E’ la compatta a trazione anteriore più sportiva sul mercato, stiamo parlando della tanto attesa Honda Civic Type-R, che ha riscritto le regole in una categoria decisamente agguerrita. Fresca del suo primato a livello di potenza e delle sue prestazioni in pista, al Salone di Tokyo è arrivata in una variante differente, realizzata da Mugen.

Per chi non lo sapesse, Mugen rappresenta per la Honda quello che è Nismo per la Nissan o AMG per la Mercedes, tanto per intenderci. Quindi la Civic Type-R presentata al salone di Tokyo è un’auto ancora più estrema del modello di serie, che ha lasciato tutti a bocca aperta.

Ma non ci sono notizie in merito al propulsore, che, con ogni probabilità, dovrebbe rimanere il 2 litri sovralimentato capace di erogare la bellezza di 310 CV e di far raggiungere alla vettura una velocità massima di 270 km/h.

Piuttosto, le modifiche si sono concentrate sul corpo vettura, dove spicca una differente configurazione aerodinamica rispetto al modello di serie. Infatti, la parte anteriore vede dei contorni della calandra differenti, ma soprattutto uno splitter modificato e molto più accentuato.

Non mancano dei deviatori di flusso che convertono l’aria verso le ruote anteriori e degli inediti sfoghi sul cofano motore. Interventi che sembrano essere frutto di un’esperienza racing Honda nel WTCC.

Nelle fiancate invece, spiccano minigonne riviste, più estreme, un disegno differente dei cerchi, che mantengono il diametro di 19 pollici, e nuovi profili dei passaruota. Ma chiaramente, le modifiche più significative le troviamo in coda.
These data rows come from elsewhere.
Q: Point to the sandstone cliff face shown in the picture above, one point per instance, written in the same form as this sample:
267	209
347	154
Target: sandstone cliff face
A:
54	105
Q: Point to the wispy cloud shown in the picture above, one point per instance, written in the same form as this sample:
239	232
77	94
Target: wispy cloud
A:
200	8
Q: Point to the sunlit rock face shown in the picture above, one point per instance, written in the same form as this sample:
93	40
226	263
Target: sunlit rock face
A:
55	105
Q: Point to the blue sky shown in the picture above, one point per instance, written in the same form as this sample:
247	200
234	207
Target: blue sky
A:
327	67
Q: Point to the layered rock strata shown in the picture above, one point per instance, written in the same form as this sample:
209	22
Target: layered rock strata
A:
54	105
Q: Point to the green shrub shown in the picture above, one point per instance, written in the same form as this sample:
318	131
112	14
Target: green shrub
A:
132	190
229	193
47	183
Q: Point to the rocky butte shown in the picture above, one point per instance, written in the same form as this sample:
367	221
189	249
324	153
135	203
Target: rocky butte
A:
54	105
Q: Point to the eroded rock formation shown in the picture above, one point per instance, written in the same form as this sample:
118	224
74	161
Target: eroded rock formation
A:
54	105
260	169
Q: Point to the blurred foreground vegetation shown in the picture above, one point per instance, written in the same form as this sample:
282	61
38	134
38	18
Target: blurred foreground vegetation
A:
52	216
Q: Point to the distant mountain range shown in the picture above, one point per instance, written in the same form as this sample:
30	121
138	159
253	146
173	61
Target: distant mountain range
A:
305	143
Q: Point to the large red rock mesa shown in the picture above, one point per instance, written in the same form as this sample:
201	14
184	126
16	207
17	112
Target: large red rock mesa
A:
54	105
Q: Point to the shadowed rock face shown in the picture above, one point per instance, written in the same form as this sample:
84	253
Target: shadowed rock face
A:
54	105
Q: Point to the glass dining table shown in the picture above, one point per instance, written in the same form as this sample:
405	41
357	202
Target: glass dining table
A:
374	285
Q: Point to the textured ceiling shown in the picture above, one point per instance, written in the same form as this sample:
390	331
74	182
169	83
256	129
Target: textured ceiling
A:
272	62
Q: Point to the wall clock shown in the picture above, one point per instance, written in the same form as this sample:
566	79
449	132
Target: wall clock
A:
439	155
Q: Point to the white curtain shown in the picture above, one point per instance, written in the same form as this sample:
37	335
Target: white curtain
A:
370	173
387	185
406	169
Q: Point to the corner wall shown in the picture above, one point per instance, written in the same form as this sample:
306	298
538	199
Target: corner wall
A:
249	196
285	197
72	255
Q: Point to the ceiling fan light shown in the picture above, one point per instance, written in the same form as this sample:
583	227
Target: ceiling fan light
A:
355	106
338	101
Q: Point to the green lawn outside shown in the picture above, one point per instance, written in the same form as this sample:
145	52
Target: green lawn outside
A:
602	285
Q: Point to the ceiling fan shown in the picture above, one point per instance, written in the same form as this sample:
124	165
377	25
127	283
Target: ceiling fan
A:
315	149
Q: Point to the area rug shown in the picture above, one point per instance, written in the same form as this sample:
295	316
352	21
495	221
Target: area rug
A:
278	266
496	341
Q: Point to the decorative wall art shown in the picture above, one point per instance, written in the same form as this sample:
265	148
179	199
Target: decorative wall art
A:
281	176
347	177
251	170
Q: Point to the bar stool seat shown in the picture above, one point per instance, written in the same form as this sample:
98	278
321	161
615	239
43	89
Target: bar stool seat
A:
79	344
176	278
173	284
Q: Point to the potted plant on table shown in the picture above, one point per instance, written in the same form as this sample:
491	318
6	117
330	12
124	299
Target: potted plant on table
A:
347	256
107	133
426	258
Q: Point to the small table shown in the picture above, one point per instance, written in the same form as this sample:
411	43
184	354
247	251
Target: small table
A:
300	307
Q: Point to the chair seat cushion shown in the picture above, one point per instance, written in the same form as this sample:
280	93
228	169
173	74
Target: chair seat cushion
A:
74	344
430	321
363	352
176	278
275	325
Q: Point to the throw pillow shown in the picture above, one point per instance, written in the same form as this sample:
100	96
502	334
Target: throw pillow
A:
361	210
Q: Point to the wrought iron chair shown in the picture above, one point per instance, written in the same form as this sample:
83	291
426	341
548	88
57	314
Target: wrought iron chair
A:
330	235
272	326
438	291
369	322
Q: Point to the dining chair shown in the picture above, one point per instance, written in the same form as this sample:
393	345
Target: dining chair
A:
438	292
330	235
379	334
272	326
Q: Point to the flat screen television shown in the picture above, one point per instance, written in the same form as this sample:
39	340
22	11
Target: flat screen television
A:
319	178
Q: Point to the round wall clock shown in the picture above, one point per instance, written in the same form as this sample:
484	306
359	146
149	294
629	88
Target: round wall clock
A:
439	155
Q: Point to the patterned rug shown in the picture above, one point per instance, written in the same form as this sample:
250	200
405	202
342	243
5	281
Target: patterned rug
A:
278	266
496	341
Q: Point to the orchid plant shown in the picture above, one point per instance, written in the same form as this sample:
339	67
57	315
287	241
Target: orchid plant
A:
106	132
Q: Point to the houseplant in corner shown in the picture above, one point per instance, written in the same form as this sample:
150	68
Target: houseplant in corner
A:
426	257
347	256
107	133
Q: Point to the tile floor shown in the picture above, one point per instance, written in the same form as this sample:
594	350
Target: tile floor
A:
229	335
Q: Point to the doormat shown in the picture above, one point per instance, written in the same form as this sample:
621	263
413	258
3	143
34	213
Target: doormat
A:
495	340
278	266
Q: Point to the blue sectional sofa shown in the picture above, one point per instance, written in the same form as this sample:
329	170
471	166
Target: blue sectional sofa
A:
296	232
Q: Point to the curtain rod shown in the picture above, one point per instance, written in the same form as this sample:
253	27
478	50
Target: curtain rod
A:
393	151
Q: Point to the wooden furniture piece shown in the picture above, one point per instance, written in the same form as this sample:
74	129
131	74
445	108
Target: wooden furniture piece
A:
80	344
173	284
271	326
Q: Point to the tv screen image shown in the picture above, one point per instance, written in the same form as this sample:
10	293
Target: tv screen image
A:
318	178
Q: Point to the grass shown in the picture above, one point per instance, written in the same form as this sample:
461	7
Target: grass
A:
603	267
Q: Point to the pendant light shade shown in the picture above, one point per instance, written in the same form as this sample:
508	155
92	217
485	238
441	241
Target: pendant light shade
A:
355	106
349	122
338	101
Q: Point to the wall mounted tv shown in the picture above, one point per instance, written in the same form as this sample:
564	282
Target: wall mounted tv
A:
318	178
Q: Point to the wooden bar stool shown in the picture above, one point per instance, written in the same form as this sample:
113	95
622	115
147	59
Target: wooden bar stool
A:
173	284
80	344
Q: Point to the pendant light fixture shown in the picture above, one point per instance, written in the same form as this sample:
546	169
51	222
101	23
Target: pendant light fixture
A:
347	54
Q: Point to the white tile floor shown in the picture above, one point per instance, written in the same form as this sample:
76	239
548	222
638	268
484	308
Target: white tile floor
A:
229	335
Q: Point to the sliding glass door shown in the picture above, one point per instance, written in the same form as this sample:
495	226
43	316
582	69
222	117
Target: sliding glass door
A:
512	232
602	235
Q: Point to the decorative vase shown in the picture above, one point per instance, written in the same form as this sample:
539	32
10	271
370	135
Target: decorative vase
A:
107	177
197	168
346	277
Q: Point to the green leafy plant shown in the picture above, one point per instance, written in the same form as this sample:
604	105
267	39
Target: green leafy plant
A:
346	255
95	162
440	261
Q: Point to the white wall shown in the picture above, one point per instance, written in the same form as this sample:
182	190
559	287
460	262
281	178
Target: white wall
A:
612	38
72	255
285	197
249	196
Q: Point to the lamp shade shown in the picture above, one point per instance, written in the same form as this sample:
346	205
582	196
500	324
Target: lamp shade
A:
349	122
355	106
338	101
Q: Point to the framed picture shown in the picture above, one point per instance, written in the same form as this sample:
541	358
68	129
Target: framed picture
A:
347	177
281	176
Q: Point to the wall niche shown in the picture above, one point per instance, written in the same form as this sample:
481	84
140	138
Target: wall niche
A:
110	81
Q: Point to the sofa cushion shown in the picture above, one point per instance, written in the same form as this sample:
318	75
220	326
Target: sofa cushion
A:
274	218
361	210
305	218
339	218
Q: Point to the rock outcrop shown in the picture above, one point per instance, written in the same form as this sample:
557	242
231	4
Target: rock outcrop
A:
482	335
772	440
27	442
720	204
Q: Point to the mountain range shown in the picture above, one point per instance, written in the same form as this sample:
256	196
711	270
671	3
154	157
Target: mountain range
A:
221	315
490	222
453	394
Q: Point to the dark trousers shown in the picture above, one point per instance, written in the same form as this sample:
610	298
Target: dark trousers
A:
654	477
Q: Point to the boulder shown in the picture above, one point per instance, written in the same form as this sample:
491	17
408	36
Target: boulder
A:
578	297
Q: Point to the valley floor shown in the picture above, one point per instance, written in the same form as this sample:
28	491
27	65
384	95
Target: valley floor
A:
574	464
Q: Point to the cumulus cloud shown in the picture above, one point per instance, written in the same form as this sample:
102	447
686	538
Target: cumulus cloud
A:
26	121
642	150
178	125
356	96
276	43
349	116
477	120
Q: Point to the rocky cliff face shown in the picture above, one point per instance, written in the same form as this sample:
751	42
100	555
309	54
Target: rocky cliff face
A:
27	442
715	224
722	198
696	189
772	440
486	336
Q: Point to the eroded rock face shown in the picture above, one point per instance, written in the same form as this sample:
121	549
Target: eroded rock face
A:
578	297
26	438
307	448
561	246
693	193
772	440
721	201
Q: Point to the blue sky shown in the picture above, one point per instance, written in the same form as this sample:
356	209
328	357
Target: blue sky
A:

Infatti, l’alettone risulta differente da quello che conosciamo, con profili laterali più semplici e snelli, ed un diffusore che mette in mostra un unico terminale di scarico, meno appariscente di quattro presenti nella variante attualmente in listino.

Certo, sarebbe interessante conoscere quali benefici abbiano apportato queste modifiche a livello di efficienza aerodinamica e capire se ci sarà un kit per i clienti della Honda Civic Type-R.